When ethnobotanist Mark Plotkin showed up on the UC Berkeley campus for this interview, he was accompanied by a shaman. And it was no blond guy with dreadlocks from Brooklyn who presided over weekend ayahuasca ceremonies, either.
Don Fernando was a member of the Ingano tribe, a soft-spoken middle-aged man wearing a baseball cap who Plotkin had brought to the United States as part of a campaign to help him protect his people from the violent incursions into their region by timber and oil companies. Unlike most anthropologists, who may work to document dying cultures before they are snuffed out, Plotkin’s organization, the Amazon Conservation Team, or ACT (www.amazonteam.org), has been remarkably effective in doing something to protect the rainforest, its peoples, and its shamans.

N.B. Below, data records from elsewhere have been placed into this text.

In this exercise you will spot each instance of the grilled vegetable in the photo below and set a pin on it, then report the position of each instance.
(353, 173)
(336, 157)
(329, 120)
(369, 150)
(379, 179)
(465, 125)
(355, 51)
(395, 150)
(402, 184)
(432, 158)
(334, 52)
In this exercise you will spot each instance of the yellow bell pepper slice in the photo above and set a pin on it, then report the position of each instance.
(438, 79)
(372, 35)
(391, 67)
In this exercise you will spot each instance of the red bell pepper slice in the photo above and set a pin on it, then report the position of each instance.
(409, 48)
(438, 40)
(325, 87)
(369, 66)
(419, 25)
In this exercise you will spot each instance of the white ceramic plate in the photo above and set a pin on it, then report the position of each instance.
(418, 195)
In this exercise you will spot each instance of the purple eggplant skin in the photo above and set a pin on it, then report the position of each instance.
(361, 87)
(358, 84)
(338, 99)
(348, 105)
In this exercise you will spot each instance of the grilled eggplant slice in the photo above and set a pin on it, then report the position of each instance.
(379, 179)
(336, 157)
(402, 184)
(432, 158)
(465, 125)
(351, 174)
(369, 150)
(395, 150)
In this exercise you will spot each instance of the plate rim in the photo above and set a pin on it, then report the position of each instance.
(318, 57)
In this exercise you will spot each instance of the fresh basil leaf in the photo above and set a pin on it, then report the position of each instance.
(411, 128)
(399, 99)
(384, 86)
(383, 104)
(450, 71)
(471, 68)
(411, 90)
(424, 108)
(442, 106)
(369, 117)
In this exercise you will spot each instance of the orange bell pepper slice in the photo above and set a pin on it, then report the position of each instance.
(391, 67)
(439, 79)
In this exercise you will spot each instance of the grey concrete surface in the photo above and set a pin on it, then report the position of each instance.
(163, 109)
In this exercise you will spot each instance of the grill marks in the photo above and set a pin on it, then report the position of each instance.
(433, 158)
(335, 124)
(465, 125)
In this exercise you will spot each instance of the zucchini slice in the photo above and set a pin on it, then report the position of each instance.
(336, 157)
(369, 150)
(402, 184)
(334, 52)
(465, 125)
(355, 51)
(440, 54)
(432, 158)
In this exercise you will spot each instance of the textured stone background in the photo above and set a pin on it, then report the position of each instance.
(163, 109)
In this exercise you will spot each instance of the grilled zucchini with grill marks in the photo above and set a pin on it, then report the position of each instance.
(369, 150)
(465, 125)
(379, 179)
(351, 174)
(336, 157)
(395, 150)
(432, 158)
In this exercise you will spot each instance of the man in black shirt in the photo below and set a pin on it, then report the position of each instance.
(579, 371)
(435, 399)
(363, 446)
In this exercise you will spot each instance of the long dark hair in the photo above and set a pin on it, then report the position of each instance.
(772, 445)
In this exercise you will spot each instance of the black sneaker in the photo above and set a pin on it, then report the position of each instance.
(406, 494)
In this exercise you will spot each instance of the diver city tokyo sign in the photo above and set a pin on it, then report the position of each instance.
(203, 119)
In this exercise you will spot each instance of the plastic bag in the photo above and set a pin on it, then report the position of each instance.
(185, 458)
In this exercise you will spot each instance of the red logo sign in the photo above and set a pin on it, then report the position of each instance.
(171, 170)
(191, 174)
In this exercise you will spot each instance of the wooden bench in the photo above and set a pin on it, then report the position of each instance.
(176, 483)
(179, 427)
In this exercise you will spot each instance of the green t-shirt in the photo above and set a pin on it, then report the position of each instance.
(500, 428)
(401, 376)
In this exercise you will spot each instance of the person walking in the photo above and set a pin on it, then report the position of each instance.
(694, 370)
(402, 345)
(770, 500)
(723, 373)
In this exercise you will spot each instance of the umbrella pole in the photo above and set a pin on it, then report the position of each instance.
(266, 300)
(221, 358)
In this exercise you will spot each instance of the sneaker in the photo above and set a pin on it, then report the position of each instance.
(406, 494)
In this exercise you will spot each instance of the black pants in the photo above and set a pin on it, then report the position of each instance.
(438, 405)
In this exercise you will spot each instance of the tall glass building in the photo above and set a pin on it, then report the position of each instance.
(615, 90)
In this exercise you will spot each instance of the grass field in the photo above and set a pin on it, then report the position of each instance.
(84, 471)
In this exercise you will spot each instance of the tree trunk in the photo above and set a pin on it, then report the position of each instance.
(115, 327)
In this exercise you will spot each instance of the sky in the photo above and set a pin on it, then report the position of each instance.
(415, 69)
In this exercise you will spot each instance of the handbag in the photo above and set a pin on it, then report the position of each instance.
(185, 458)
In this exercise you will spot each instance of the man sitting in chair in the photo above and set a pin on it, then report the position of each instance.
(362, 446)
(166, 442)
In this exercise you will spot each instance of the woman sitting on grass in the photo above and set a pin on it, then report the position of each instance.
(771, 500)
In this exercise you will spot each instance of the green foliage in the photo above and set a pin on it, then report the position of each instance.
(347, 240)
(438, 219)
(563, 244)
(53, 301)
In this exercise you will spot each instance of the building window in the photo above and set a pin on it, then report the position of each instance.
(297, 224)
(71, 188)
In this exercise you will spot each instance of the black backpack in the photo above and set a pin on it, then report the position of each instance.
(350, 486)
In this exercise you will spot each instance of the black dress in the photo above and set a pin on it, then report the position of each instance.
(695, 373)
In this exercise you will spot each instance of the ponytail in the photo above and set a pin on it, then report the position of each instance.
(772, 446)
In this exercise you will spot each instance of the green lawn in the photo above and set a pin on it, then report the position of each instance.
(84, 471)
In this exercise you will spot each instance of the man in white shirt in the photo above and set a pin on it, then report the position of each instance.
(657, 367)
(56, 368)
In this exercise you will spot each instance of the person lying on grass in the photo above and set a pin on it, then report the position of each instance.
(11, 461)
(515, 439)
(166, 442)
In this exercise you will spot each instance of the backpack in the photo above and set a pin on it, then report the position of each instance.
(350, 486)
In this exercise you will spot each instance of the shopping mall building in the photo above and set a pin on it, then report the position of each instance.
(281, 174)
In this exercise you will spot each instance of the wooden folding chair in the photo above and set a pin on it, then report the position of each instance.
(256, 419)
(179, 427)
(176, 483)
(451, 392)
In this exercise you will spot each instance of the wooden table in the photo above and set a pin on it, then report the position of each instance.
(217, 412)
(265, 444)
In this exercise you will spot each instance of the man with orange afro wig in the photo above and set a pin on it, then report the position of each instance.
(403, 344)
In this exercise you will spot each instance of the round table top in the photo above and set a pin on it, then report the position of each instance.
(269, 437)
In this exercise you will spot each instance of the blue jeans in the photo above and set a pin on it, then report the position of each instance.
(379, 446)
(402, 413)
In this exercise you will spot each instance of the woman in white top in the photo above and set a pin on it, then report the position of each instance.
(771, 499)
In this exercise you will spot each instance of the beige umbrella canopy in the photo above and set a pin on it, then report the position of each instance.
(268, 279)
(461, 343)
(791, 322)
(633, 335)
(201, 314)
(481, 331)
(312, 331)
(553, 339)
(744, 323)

Cultural and ecological survival is high-stakes work, however. Before arriving, Plotkin said, “You can photograph me if you want, but no photos of the shaman. If his image got back to Colombia, it could be very dangerous.”
As one of the few remaining swashbuckling ethnobotanists trained by the legendary Amazonian explorer Richard Evans Schultes, Plotkin also has a deep, abiding love of the healing and visionary plants of the rainforest. He is the author of several books: Tales of a Shaman’s Apprentice, Medicine Quest, and his newly released The Amazon: What Everyone Needs to Know.
While he claims that as a scientist the “technology of the spirit” practiced by shamans is beyond his understanding, it is likely that the two men who settled into their seats in the campus coffee shop knew more about shamanism than could be found on the shelves of the nearby UC Berkeley library.